One of the more noticeable things I do is wear blue light blocking glasses at night. It comes up enough with the guys that it felt like the right place to start — and honestly, it was something I wanted to understand better myself. I knew they helped, but I wanted to know why.

So this issue is exactly that. What blue light actually is, what it does to your body, and what the research says about managing it as an athlete.

WHAT IS BLUE LIGHT?

Here's the simple version. Light isn't just light — it's a spectrum, and different wavelengths hit your body differently.

Blue light is basically your body's wake-up signal. It's what sunlight uses to tell your brain it's daytime — sharpens your focus, raises alertness, gets you going in the morning. That part is great.

The problem is your phone, laptop, and pretty much every LED light around you emits the exact same signal. So while your laying in bed scrolling, your body’s biological alarm clock is going off.

The result is melatonin suppression — the hormone your body uses to prepare for sleep and kick off the recovery process. Less melatonin means a delayed sleep window, lower sleep quality, and a recovery system that's running behind before you even close your eyes.

What the research shows for athletes

In a 2025 study published in Biology of Sport — a peer-reviewed sports science journal — they tested the specific timing of blue light exposure on athletes.
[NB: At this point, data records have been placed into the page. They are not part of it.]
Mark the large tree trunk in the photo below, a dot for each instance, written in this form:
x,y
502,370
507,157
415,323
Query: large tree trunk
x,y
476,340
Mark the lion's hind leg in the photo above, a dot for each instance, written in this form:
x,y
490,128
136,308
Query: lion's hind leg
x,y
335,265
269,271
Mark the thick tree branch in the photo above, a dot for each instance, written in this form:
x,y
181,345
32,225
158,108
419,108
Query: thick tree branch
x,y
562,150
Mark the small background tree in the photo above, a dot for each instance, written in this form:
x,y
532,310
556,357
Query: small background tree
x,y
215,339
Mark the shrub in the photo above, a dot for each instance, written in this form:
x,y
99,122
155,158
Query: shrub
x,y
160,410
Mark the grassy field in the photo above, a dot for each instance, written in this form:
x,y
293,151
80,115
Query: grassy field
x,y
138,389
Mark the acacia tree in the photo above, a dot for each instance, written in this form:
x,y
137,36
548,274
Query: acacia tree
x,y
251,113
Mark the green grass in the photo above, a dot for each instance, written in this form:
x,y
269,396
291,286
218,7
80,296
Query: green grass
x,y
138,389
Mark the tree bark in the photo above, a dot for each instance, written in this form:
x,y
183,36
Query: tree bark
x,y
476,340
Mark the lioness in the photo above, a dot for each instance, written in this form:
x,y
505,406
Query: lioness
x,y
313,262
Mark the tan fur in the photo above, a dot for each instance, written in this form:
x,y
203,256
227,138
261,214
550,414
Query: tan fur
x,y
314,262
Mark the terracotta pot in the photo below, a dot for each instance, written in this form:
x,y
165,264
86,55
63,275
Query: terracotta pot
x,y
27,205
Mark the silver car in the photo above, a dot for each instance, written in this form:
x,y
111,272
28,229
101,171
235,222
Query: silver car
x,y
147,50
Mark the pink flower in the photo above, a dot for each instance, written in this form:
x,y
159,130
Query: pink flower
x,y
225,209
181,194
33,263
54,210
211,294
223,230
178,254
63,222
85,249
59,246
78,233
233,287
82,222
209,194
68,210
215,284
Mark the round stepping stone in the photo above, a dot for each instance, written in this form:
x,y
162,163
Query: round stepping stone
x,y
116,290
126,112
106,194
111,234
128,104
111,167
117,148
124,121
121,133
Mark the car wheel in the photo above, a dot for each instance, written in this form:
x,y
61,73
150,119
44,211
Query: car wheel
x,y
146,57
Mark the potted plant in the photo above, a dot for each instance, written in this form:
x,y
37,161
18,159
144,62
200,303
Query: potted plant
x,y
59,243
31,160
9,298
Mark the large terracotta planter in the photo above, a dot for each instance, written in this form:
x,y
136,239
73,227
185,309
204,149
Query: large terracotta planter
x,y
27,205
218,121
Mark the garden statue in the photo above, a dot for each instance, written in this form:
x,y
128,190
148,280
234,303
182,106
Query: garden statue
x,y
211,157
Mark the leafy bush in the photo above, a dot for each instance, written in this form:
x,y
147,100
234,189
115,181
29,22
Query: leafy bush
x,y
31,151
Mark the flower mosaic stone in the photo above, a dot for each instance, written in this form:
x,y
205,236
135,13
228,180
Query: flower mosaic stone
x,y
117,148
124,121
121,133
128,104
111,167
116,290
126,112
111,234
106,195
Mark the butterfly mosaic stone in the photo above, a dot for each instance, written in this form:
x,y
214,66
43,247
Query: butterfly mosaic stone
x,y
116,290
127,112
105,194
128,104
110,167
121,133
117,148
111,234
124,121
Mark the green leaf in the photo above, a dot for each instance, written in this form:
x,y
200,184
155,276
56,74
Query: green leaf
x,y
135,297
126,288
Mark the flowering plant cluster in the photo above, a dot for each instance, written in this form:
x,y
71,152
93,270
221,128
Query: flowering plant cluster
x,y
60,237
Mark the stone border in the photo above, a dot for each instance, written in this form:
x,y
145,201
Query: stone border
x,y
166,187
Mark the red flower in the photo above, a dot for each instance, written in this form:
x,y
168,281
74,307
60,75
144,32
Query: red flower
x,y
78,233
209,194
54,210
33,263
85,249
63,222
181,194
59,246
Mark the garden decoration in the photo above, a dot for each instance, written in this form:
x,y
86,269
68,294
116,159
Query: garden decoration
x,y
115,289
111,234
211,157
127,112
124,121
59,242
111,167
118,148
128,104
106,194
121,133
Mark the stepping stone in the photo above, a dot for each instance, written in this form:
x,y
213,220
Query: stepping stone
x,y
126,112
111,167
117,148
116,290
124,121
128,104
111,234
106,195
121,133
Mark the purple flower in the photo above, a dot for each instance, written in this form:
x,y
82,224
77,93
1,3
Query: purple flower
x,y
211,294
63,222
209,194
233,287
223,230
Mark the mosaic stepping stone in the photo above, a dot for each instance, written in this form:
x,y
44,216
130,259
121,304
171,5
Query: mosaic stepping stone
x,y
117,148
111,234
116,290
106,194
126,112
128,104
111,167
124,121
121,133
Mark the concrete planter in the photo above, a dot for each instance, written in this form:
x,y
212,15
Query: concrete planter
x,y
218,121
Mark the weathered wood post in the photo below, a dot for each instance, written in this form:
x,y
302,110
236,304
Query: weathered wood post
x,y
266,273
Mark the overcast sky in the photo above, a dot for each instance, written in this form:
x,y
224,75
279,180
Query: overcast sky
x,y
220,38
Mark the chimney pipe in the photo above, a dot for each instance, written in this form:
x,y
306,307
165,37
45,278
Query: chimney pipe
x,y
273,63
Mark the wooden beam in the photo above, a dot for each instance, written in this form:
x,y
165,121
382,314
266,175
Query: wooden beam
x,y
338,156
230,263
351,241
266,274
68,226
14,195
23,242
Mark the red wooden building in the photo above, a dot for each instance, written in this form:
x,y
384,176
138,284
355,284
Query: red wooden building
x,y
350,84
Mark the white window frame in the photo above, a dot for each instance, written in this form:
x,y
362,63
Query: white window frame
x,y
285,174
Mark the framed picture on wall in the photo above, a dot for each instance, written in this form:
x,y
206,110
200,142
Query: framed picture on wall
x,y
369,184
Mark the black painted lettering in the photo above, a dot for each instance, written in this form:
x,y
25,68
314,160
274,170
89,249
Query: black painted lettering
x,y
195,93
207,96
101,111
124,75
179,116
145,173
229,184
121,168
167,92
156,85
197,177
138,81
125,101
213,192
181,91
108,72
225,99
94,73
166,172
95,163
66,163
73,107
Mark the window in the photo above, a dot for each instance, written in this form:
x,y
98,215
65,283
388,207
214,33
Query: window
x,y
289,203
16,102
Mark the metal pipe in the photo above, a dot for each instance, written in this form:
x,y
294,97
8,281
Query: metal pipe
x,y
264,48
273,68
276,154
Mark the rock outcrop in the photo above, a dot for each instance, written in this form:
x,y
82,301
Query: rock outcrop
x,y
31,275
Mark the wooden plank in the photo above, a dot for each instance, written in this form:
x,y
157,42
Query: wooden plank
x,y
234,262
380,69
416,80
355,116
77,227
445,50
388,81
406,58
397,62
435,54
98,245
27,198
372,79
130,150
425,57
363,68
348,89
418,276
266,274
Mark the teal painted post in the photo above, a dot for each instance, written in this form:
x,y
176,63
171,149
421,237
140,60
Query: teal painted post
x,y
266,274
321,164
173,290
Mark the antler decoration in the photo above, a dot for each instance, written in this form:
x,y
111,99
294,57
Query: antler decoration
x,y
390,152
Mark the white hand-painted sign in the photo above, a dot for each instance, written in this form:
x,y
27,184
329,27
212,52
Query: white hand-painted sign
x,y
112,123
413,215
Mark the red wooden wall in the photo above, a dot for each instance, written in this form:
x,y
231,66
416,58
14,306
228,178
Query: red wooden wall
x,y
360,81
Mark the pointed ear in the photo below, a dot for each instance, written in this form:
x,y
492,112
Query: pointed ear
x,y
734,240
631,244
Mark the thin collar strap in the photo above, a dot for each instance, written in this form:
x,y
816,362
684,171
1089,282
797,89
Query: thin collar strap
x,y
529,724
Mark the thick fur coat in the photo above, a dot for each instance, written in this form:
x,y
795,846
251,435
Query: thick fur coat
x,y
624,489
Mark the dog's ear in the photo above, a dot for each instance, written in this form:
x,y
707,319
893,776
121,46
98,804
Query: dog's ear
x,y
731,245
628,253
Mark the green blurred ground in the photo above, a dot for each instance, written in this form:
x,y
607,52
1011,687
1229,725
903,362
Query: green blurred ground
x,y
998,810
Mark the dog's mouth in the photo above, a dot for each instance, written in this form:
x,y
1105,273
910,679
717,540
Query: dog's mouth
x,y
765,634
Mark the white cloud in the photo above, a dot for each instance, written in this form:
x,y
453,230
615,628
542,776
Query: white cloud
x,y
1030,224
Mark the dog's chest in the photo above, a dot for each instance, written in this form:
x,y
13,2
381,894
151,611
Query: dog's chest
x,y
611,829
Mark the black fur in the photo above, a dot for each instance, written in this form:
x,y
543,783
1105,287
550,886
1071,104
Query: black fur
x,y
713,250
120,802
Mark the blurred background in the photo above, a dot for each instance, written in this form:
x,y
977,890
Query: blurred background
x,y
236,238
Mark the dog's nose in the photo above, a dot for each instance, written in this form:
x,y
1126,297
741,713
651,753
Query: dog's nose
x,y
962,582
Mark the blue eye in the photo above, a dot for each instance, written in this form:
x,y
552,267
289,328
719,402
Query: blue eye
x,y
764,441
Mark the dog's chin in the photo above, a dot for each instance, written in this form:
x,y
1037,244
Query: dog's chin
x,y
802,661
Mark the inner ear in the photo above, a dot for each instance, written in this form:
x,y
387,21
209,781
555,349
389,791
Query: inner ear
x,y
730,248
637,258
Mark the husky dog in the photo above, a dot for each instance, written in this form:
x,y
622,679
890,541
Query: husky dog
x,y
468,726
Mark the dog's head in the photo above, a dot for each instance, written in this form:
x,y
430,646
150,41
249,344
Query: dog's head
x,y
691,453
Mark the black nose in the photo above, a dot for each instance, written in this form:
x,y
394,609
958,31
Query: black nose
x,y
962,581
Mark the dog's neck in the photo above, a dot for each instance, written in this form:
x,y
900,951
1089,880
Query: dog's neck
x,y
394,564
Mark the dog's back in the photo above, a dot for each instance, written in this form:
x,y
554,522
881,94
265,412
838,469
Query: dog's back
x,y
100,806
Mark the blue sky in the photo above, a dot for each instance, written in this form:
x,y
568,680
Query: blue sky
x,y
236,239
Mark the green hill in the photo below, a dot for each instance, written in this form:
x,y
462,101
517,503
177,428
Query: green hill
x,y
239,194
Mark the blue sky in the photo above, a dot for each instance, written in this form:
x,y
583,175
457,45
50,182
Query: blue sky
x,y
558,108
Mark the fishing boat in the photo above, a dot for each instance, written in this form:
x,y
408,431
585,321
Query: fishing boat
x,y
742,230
Sixteen male athletes participated in a randomized crossover study with four conditions: blue light exposure from 7:30–9pm, 9–10:30pm, 10:30pm–12am, and no exposure at all. Sleep quality, motor performance, and cognitive function were all measured the following day.

The later the exposure, the worse the results. Athletes exposed after 9pm showed significantly shorter total sleep duration, delayed sleep onset, reduced motor accuracy, slower movement time, and lower selective attention scores — compared to those with no evening exposure.

Earlier exposure, before that window, showed much smaller effects. It's not just about how long you're on your phone — it's about when.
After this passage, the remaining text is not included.